The Bauer Ball rolls into chef Justin Everett's more casual new guard at Murray Circle and isn't quite as impressed as he was when he gave former chef Joseph Humphrey's menu three stars—even though they got rid of the old "incongruous" tablecloths, "the service has continued to improve," and the "entire aura is retro and wonderful." The "beautiful combination" of Everett's bouillabaisse is a high point, but overall the food "might not reach the heights it once did." 2.5 stars. [Chron]
Reidinger files a keeper on Una Pizza Napoletana, calling it "probably the closest thing we have to a food-art installation." Unlike anyone else who's reviewed the place, he says "service is excellent," and "the pies, despite their stark lack of trappings are worth waiting for and even suffering (a little) for." [SFBG]
Now have a chuckle at Il Kauff's title for his review of the Marina's new Tacko: "The Nantucket Gringo Take on the Taco." He defends owner Nick Fasanella a bit, noting "all manner of cooks have been torquing the taco to fit the contours of their culinary heritage," then he launches into a brief history of the gabacho (white person) taco. Sadly, "Tacko's sole Nantucket dish, a lobster roll ($18), was no testament to East Coast cuisine" and none of the tacos measure up to what you can get in a taco truck. The high point—besides the "pièce de resistance": Baja tacos "Nick's way"— is an "ultra-gabacho California-style burrito" stuffed with fries and melted cheese. It's "genuinely hard to stop eating." [SF Weekly]

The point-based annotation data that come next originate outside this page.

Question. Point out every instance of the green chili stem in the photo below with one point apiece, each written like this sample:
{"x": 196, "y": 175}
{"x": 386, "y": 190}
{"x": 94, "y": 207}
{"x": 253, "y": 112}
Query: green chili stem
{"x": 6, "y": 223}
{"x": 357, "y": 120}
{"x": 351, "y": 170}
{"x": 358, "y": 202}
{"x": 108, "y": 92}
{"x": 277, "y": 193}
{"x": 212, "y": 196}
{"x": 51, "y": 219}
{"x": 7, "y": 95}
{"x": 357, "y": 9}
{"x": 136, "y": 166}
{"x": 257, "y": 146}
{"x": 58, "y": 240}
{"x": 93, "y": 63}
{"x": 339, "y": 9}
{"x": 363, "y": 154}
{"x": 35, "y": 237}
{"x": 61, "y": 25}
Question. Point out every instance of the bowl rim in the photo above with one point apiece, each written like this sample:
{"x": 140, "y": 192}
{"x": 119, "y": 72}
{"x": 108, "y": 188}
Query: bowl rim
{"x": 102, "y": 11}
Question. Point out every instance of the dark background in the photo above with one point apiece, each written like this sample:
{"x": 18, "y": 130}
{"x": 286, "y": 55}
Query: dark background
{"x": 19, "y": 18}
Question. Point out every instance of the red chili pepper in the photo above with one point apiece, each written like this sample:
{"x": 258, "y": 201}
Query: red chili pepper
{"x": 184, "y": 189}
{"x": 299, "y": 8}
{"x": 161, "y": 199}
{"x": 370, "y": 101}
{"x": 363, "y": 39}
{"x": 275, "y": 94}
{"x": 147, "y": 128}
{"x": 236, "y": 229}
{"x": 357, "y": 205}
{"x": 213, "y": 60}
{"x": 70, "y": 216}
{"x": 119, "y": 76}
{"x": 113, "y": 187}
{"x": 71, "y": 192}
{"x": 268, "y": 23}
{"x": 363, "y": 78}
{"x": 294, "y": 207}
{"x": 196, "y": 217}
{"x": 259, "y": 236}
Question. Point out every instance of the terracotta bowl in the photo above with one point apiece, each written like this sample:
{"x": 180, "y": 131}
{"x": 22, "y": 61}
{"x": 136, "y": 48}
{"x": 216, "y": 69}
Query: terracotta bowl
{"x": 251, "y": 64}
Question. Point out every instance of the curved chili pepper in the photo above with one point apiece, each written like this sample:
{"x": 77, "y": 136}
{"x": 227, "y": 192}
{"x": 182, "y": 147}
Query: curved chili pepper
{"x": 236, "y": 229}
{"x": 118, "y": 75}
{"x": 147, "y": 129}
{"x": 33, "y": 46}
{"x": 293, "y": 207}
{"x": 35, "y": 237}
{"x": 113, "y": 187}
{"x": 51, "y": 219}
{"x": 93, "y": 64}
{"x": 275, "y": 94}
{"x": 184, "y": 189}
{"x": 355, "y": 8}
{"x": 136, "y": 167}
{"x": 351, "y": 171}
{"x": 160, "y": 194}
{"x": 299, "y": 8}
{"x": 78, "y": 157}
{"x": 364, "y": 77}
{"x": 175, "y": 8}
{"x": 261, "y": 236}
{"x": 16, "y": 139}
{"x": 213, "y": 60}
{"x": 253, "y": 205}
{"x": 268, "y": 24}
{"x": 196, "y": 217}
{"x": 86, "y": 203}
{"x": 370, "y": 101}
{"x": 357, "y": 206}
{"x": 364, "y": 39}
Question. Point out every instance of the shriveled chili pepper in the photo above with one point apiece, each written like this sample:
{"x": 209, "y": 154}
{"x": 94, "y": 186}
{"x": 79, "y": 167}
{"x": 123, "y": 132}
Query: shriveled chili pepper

The Elsewhere: The EBX's Birdsall goes for super authentic (and organic) Thai at Richmond's Ran Kanom, The Merc discovers a new filled niche at Tender Greens in Walnut Creek, Marin IJ clarifies that the new Food Truck Crush is not a bunch of "roach coaches," Bargain Bite checks out the new cafe at the JCC and Bar Bites makes the unsurprising discovery that Bourbon Steak's bar food is not cheap.